Various Methods of Providing Feedback:
1. Conferencing:
- Works better with smaller classes
- you can follow-up with the feedback that you have provided
- the feedback is immediate
- you can pinpoint what they are understanding, and at what point they are in their learning
- can have student show you what they will do with the feedback you have given–confirm their learning & understanding
- students are given multiple opportunities to revise and use feedback, and therefore can build onto the feedback you have already provided
- Con: time consuming, in larger classes it’s difficult to get to all students
2. Success Criteria Checklist/Written feedback on work:
- students can see which success criteria they are doing well in, and which ones they still need to work on (SC Checklist)
- more manageable time wise with larger classes
- Checklist helps guide the feedback, forcing us to stick to the Success Criteria
- students can go back to the feedback because it is stapled into their notebooks or written onto their work
- feedback is easily accessible to students in class
- Con: don’t have the conversation with the student about how they will revise their work using the feedback
- Con: more challenging for the students that don’t understand the success criteria and those who are struggling
3. Using Google Docs:
- can highlight specific text in the documents and provide feedback (using comment function) that is specific to that text
- you can ask students questions about what they have written, challenging them to think about how to revise, rather than telling them what to write or do
- easier for students to edit and revise using the feedback
- students can ask questions about the feedback or reply to the feedback (using comment function)

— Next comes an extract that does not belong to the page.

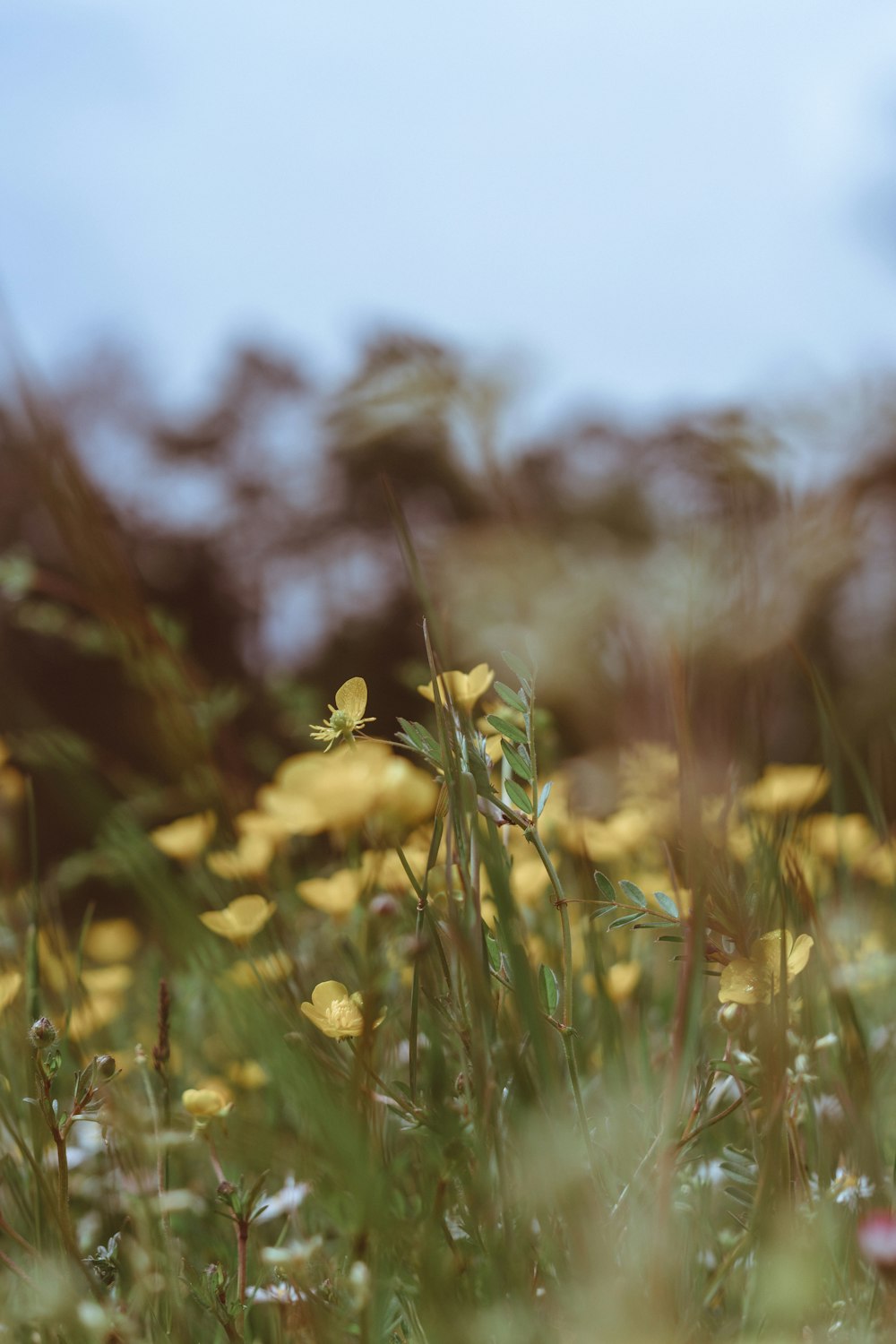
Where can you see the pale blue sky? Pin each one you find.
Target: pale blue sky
(656, 201)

- it’s a good tool for tracking editing/revision history–will track who has revised and what has been changed
- Con: students don’t all have access to a computer or internet–in order to see the feedback, students need to log into their google accounts and revise on Google Docs
- Con: you tend to provide more feedback than you would otherwise, therefore making this method more time consuming; you also tend to provide feedback on more than just the success criteria
Conclusions:
Weaker students will benefit more from written feedback combined with teacher-student conferencing. This gives the teacher the opportunity to help students to apply the feedback, walking the student through the steps they need to take to apply the success criteria.
Continue to teach mini-lessons on each success criteria, creating anchor charts and posting student work samples as mentor texts.
Use guided (small group) conferencing to support students with common needs. Choose groups based on which area of the achievement chart that they are struggling with or which success criteria are they struggling with.